Transfer learning (TL) In machine learning, TL is a concept of knowledge sharing from one domain to another domain within minimum time and less energy [56]. The main purpose of TL is train an existing CNN model on selected datasets with same parameters. Consider a domain \( D \) and a task \( w \) can be well-defined by a space of label \( X \) and a prediction function \( f\left( . \right) \) that is learned from the vector of attribute and pairs of lable \( \left\{ {s_{i} ,x_{i} } \right\} \) where \( s_{i} \in S \) and \( x_{i } \in X \). By considering the defect classification application of software module, \( X \) is a label set that contains true and false in this case. The value of \( x_{i } \) is either true or false and the learner is considered as \( f\left( x \right) \) that is used for prediction of module of software \( s \). From the above definition, a domain \( D = \left\{ {\mathop S\nolimits^{{\prime }} ,P\left( S \right)} \right\} \) and a task \( w = \left\{ {X,f\left( . \right)} \right\} \). The \( D_{a} \) can be defined as data of source domain where \( D_{a} = \left\{ {\left( {s_{a1} ,x_{a1} } \right)\left( {s_{an} ,x_{an} } \right)} \right\} \) where \( s_{ai} \in \mathop S\nolimits^{{\prime }}_{a} \) is the \( i \)-th instance of data of \( D_{a} \) and label of the corresponding class \( s_{ai} \) is \( x_{ai} \in X_{a} \). By considering this \( D_{b} \) can be as data of target domain where \( D_{b} = \left\{ {\left( {s_{b1} ,x_{b1} } \right)\left( {s_{bn} ,x_{bn} } \right)} \right\} \) where \( s_{bi} \in \mathop S\nolimits^{{\prime }}_{w} \) is \( i \)th instance of data \( D_{b} \) and class label for corresponding \( s_{bi} \) is \( x_{bi} \in X_{w} \). Furthermore, the task of source can be demonstrated as \( w_{a} \) and task of target as \( w_{b} \). The prediction function of source can be defined as \( f_{a} \left( . \right) \) and for the target as \( f_{b} \left( . \right) \). Visually, it is also presenting from Fig. 4.

Fig. 4
figure 4

Visual concept of Transfer Learning for knowledge sharing to new model


Training data explanation For CASIA B dataset, we utilize the first 74 subjects for training the model and the remaining 50 subjects for testing the proposed scheme. This division means that we employ a 60:40 approach along with cross-validation value of 10. For CAISA A dataset, we utilize the first 12 subjects for training the model and the remaining 8 subjects for evaluation of the proposed system, where the cross-validation is 10.

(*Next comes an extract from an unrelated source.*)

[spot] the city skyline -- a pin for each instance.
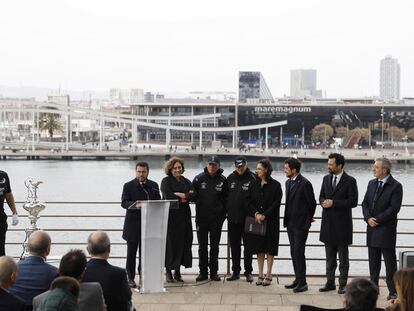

Feature vector 1 In this work, we use two pre-trained CNN structures named AlexNet [57] and VGG 16 Net [58] for feature extraction. The visual structure of AlexNet is shown in Fig. 6. In this CNN structure, two convolutional layers (CONV), three grand convolutional layers (G-CONV), seven ReLu layers, two normalization layers, 3 max-pooling, 3 FC layers, one Softmax, two dropout layers, and one classification layer are used. A sigmoid function is used to train this model. For training the model, the original RGB frames are passed to the network that is later resized according to the size of the first layer named the input layer. In AlexNet, the input layer size is \( 227 \times 227 \times 3 \). After retraining this model using TL, we extract features from FC Layer 7 which is \( l - 1 \) layer of FC8 (from Fig. 5). The nature of FC layer is in the form of numeric features and features vector must be 1D. The length of resultant 1D vector is \( N \times 4096, \) where \( N \) represent number of frames used for training and testing. Mathematically, this vector is denoted by \( \xi_{V1} \).

Fig. 5
figure 5

A general architecture of AlexNet pre-trained CNN


Feature Vector 2 For extraction of the second feature vector, we use a pre-trained VGG16 Net CNN structure. Like AlexNet, this structure is also originally trained on ImageNet, where the training function is sigmoid. This CNN structure consists of thirteen convolutional layers, thirteen ReLu activation, five max pooling, two dropouts, three FC layers, and one Softmax layer. For training the model on the selected datasets, the original RGB frames are passed to the network that is later resized according to the size of the first layer named the input layer. In VGG16, the input layer size is \( 224 \times 224 \times 3 \), so all frames are resized according to the input layer size. Visually, the VGG16 Net architecture is shown in Fig. 6. The FC layer seven is considered in this work for extraction of the deep learning features. The sizes of convolutional filters are fixed in this structure. The resultant feature vector dimension is \( N \times 4096 \), denoted by \( \xi_{V2} \).

Fig. 6
figure 6

A general architecture of VGG16 pre-trained CNN

Discriminant feature selection

The performance of a classification system depends on the number of input features. From previous studies, it is shown that the removal of redundant information increases the recognition accuracy and minimizes the execution time. The feature selection methods select the best subset of features from the original vector instead of generating new features.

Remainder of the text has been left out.